Canadians seem willing to undertake a greater role in funding their own health care needs. In an August 2000 poll, 58% of Canadians supported restricting Medicare to "a set of core services." A poll in February of 1999, 61% of Canadians agreed that they "should be allowed to buy any surgery or lawful medical service they want."
Efficient Spending
Ultimately, the financial sustainability of our health care system must be achieved through greater efficiency and better allocation of resources, not simply the application of more public or private funds.
The Americans, for example, spend much more than we do (both privately and publicly) for a health care system that is in many ways inferior to ours. A recent study by Canadian health economist Martin Zelder showed that increased health care spending did not improve health care outcomes (i.e. reduced waiting times) except in drug spending and capital spending. Clearly we need to get better bang for our health care buck. So how do we allocate existing health care dollars more efficiently
Finding Savings
The capital costs of construction, high-tech equipment, etc., might be minimized by contracting-out to privately-run facilities. If doctors are competing for the public health care system's business and providing their own infrastructure, savings could be substantial. Better home care programs could also minimize the need to construct and staff new facilities.

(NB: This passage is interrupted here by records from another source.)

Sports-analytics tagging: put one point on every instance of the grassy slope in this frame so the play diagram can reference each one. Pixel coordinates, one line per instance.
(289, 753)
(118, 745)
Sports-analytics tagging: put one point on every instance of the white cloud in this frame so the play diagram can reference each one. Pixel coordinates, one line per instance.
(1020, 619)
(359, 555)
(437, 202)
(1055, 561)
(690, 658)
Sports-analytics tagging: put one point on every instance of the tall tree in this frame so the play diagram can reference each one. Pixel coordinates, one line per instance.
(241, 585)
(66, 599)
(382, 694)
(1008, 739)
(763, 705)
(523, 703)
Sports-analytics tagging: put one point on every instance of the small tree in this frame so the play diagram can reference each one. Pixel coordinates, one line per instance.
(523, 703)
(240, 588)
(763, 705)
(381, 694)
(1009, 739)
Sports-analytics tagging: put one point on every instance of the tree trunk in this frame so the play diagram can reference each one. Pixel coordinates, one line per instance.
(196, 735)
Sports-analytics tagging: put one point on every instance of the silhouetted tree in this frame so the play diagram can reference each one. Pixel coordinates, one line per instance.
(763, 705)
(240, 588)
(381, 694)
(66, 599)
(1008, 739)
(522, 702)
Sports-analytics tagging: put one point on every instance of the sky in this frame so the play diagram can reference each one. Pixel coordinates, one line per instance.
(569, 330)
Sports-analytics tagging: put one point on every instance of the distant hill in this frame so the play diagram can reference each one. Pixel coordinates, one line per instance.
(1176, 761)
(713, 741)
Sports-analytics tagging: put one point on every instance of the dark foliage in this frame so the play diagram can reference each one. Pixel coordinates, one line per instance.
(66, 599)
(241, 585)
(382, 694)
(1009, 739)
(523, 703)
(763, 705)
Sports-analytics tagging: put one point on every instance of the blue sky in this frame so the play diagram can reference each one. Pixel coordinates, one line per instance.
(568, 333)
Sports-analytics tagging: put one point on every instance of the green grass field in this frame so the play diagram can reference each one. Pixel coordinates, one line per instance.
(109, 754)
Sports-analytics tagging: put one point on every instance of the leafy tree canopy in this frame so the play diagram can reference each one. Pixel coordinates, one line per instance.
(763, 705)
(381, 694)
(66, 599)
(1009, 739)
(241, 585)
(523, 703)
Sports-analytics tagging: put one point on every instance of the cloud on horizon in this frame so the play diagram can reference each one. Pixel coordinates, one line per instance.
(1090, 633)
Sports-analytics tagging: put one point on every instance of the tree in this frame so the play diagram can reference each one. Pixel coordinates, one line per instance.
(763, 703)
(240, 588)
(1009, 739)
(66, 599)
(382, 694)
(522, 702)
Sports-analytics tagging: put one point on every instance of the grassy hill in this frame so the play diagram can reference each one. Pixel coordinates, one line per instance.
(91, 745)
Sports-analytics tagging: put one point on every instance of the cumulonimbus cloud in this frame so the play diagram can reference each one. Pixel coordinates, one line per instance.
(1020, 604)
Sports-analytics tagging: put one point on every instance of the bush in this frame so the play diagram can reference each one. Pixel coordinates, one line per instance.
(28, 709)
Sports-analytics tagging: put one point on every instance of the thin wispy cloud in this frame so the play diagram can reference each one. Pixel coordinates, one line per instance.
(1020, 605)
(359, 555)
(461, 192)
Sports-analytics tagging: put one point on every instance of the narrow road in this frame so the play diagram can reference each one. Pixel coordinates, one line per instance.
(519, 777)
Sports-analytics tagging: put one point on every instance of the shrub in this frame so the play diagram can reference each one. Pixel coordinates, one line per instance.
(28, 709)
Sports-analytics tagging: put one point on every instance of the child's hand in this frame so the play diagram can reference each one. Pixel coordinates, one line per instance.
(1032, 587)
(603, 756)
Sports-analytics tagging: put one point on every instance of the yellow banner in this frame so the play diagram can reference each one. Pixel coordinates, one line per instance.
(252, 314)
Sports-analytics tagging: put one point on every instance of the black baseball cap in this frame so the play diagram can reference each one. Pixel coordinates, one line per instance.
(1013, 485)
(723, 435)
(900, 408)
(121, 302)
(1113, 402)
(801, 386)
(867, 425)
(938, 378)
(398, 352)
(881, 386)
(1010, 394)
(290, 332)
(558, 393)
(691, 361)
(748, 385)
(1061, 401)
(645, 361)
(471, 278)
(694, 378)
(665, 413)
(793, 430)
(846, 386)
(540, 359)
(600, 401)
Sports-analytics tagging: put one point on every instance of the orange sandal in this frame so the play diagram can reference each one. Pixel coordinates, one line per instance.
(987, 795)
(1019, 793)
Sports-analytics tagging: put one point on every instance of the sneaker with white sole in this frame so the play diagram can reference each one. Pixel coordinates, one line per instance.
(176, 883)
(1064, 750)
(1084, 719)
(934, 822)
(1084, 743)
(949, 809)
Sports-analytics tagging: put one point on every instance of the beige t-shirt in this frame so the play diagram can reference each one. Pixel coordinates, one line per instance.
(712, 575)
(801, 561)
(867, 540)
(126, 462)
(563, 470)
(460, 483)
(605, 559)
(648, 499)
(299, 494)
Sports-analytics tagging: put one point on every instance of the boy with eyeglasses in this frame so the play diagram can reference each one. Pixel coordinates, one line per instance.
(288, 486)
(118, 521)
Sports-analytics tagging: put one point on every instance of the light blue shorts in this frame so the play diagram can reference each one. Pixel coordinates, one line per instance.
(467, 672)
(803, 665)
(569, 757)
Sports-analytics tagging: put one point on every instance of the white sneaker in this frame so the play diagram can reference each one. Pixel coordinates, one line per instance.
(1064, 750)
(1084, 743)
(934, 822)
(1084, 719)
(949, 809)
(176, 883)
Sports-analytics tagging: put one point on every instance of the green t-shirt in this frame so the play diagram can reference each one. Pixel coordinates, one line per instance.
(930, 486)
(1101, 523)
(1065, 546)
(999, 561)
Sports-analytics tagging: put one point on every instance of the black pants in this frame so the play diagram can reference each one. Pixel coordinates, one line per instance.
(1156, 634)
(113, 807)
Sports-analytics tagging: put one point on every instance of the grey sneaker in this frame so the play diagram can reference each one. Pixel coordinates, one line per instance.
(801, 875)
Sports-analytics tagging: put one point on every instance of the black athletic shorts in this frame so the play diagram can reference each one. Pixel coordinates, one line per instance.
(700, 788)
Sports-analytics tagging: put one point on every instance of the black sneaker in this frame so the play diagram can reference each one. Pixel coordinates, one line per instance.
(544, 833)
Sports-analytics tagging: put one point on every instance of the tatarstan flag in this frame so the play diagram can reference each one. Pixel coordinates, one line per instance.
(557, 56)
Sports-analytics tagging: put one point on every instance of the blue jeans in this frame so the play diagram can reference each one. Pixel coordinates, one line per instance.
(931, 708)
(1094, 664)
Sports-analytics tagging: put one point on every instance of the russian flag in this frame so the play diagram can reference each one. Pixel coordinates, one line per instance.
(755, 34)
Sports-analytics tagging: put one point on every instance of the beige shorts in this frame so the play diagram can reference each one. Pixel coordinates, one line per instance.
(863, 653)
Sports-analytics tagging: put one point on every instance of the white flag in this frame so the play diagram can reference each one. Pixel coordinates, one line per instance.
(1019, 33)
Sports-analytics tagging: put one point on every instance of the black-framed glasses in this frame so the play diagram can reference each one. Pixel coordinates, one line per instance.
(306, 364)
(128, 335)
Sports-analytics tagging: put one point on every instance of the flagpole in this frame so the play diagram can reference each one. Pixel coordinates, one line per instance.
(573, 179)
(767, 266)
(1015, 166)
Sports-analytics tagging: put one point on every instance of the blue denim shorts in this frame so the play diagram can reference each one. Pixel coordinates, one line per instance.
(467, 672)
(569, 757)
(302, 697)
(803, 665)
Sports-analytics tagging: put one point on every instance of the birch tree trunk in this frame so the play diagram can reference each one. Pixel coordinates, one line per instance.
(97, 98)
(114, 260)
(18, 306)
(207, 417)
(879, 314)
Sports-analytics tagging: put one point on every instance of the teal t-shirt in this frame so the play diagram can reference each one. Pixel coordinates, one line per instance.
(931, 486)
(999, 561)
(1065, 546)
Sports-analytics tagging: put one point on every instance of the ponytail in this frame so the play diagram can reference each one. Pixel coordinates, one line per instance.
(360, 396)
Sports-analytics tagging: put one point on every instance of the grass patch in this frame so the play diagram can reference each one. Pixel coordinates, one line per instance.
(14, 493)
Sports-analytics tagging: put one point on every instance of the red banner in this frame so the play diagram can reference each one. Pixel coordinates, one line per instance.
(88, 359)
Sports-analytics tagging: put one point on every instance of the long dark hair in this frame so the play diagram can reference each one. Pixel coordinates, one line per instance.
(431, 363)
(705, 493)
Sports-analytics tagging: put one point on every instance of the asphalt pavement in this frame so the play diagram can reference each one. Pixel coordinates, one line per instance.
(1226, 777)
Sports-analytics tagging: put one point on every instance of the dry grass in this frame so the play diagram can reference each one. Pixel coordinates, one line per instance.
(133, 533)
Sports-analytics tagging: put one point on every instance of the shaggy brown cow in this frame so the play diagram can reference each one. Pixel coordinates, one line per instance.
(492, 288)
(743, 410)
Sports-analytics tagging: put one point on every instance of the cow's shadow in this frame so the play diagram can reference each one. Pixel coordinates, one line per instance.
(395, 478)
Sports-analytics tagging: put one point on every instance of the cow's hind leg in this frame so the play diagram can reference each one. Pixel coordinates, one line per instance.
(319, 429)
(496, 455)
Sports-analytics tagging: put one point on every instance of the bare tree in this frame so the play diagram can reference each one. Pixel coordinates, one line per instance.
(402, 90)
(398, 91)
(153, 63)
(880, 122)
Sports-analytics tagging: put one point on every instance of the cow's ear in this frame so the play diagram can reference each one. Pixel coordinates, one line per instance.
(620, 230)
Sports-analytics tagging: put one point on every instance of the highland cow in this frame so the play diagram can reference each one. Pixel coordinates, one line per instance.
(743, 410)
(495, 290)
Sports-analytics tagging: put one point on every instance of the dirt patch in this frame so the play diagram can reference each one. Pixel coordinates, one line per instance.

Using market tools to control costs
Zelder's study suggests that the health care system as it operates in Canada does not channel funds to where they are needed most. The public health care system has no efficient control on costs, and no "non-bureaucratic" means of allocating resources. Since Medicare is a "free service" to the health care consumer, and physicians are paid on a "fee for service" basis, there are powerful incentives to overuse or misuse the system. The introduction of "efficiency incentives" is needed.
These are just a few ideas worth considering that could help improve the long-term sustainability of health care in Canada.